# Staying Local



## linehand (Jul 23, 2011)

Anyone else try to stay local for their fishing stuff? I try to deal with my local shop to buy most of my gear. He usually has to order what I want but it's worth spending a few extra bucks to help a local business. Plus I like to b.s. with the owner and tell fishing fibs. :---) I do get attacked by the online bait monkey from time to time. Any time I drive by Bass Pro my steering wheel goes out of my control too.


----------



## Waterwings (Jul 23, 2011)

Unfortunately, the only place close-by to get fishing equipment here is Walmart. There is a place that carries fishing, hunting, and other outdoor items, but they're 30 miles away. Ordering online is the best bet around here if something special is needed.


----------



## Captain Ahab (Jul 23, 2011)

I always do - local to the boat (we order bait for the season from the Marina store) and teh tackle shop nearby my house is awesome - he has everything that is good and lots of custom stuff


----------



## fish devil (Jul 23, 2011)

:twisted: I'm lucky to have a GREAT store(Blackwater Sports Center) in my hometown. They cater to the customer bigtime. =D> If they don't have it, they can get it quick. The rods/reels are the same prices as Cabelas/BPS offers. I stopped in yesterday and picked up a 7'6" Team Daiwa L&T pitching rod.


----------



## 200racing (Jul 27, 2011)

we used to have a cool lil shop. pbs came in and they closed down i now go between bps and academy for store purchases.


----------



## Spook (Jul 28, 2011)

I buy my plastics local , theres a guy here that pours his own and will mix up any color you want. Its a lil more expensive than buying from chain stores but its cool to have your own custom worm color.


----------



## LonLB (Aug 7, 2011)

hey linehand where at in SW MI are you?


Ya I usually always buy local, unless I take a trip over to the BPS in Portage IN.

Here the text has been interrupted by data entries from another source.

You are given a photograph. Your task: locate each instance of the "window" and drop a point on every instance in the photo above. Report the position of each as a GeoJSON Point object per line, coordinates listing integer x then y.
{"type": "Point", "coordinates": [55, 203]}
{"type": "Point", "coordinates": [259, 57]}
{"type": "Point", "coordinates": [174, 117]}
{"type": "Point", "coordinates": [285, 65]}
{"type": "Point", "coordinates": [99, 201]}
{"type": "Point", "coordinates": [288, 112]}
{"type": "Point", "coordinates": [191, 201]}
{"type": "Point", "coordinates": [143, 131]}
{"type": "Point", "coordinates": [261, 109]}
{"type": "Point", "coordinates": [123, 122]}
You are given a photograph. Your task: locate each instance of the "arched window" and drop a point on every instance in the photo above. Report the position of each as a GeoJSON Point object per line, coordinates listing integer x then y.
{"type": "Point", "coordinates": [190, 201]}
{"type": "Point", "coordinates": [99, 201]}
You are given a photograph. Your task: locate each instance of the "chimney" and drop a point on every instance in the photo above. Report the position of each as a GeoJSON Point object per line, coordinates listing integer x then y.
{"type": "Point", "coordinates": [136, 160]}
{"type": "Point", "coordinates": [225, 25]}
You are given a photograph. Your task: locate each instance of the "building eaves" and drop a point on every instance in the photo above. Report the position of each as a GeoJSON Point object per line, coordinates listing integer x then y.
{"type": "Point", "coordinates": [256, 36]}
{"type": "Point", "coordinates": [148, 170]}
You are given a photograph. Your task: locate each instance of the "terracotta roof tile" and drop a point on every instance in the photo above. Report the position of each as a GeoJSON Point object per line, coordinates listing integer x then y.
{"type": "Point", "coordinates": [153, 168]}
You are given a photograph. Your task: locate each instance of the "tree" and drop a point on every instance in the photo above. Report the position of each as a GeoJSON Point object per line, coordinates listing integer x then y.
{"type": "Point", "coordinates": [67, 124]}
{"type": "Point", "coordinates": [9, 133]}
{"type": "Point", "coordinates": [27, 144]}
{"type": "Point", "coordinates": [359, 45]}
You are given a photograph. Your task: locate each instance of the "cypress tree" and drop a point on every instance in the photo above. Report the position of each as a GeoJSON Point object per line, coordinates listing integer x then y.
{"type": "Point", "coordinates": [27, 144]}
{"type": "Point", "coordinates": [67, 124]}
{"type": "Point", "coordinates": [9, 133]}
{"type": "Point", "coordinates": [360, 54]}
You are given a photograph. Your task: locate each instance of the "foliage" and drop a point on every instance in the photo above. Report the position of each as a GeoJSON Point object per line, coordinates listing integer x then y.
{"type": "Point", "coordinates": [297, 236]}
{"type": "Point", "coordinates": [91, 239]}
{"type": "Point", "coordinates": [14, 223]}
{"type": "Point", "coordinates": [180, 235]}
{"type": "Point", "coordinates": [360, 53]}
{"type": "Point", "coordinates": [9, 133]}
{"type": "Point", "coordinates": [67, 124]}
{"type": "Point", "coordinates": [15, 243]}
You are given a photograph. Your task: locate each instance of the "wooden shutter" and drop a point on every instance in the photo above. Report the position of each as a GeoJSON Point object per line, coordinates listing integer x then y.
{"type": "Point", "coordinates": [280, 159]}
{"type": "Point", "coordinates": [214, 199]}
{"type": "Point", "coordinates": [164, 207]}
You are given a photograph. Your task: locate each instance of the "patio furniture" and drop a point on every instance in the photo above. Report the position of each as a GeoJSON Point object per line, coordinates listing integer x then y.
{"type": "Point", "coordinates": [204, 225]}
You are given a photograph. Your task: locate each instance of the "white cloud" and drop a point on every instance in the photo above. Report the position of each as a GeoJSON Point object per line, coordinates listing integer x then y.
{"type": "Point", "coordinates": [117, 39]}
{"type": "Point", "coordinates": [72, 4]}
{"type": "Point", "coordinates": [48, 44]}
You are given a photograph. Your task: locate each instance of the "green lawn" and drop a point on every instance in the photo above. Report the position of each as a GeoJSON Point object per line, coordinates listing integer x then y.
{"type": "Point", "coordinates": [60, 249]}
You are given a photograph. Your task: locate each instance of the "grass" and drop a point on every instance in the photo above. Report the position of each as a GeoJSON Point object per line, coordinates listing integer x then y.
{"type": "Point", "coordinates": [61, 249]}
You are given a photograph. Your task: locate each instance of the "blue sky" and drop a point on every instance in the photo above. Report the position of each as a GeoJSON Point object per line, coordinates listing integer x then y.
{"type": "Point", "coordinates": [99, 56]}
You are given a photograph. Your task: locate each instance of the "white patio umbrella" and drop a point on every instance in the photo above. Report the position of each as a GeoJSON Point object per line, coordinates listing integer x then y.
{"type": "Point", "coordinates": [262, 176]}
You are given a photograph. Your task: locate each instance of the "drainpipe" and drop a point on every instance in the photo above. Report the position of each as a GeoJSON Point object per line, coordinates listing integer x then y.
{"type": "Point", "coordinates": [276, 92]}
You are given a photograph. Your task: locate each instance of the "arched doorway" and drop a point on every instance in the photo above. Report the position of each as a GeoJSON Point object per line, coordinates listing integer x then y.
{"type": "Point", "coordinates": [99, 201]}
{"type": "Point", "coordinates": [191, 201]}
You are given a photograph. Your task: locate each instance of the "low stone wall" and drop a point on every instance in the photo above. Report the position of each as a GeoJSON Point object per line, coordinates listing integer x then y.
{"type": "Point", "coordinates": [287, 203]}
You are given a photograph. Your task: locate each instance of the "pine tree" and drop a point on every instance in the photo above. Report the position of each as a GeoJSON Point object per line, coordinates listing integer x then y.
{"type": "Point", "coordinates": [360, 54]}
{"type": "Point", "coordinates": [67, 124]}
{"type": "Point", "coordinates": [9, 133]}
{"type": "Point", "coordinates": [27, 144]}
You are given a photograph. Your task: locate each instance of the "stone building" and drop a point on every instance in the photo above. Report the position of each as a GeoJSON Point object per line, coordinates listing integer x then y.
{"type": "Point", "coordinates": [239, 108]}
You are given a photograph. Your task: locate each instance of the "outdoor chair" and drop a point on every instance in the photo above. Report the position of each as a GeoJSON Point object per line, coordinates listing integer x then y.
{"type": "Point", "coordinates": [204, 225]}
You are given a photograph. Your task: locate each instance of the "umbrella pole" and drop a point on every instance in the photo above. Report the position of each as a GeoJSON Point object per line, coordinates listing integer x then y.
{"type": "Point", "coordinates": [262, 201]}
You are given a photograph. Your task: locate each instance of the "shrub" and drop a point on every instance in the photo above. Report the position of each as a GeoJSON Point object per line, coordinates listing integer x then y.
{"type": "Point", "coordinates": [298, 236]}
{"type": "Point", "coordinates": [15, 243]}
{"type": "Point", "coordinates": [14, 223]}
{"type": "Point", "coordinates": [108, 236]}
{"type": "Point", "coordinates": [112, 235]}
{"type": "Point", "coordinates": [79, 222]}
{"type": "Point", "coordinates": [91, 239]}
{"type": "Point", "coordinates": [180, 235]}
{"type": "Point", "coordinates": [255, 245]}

Lunkers, and D&R sports in KZ00.

Lunkers has more stuff, but VanDam's shop usually only carries the best stuff.


----------



## linehand (Aug 7, 2011)

LonLB said:


> hey linehand where at in SW MI are you?
> 
> 
> Ya I usually always buy local, unless I take a trip over to the BPS in Portage IN.
> ...



I am on the east side of Niles less than 10 min from Lunkers. Not too far from Klinger Lake. I go to Lunkers often but usually for Monday wings. I try to buy from Trailhead Mercantile in Niles.


----------



## gillhunter (Aug 8, 2011)

linehand said:


> LonLB said:
> 
> 
> > hey linehand where at in SW MI are you?
> ...



I am from Middlebury, Indiana originally, and always shopped at Bristol Sporting Goods (Bristol, Indiana) until it went out of business several years ago. Then started running to Lunkers. There is one bait shop in Winder that we buy from now. The big box stores have been tough on the small guys!


----------



## shamoo (Sep 10, 2011)

fish devil said:


> :twisted: I'm lucky to have a GREAT store(Blackwater Sports Center) in my hometown. They cater to the customer bigtime. =D> If they don't have it, they can get it quick. The rods/reels are the same prices as Cabelas/BPS offers. I stopped in yesterday and picked up a 7'6" Team Daiwa L&T pitching rod.


X2


----------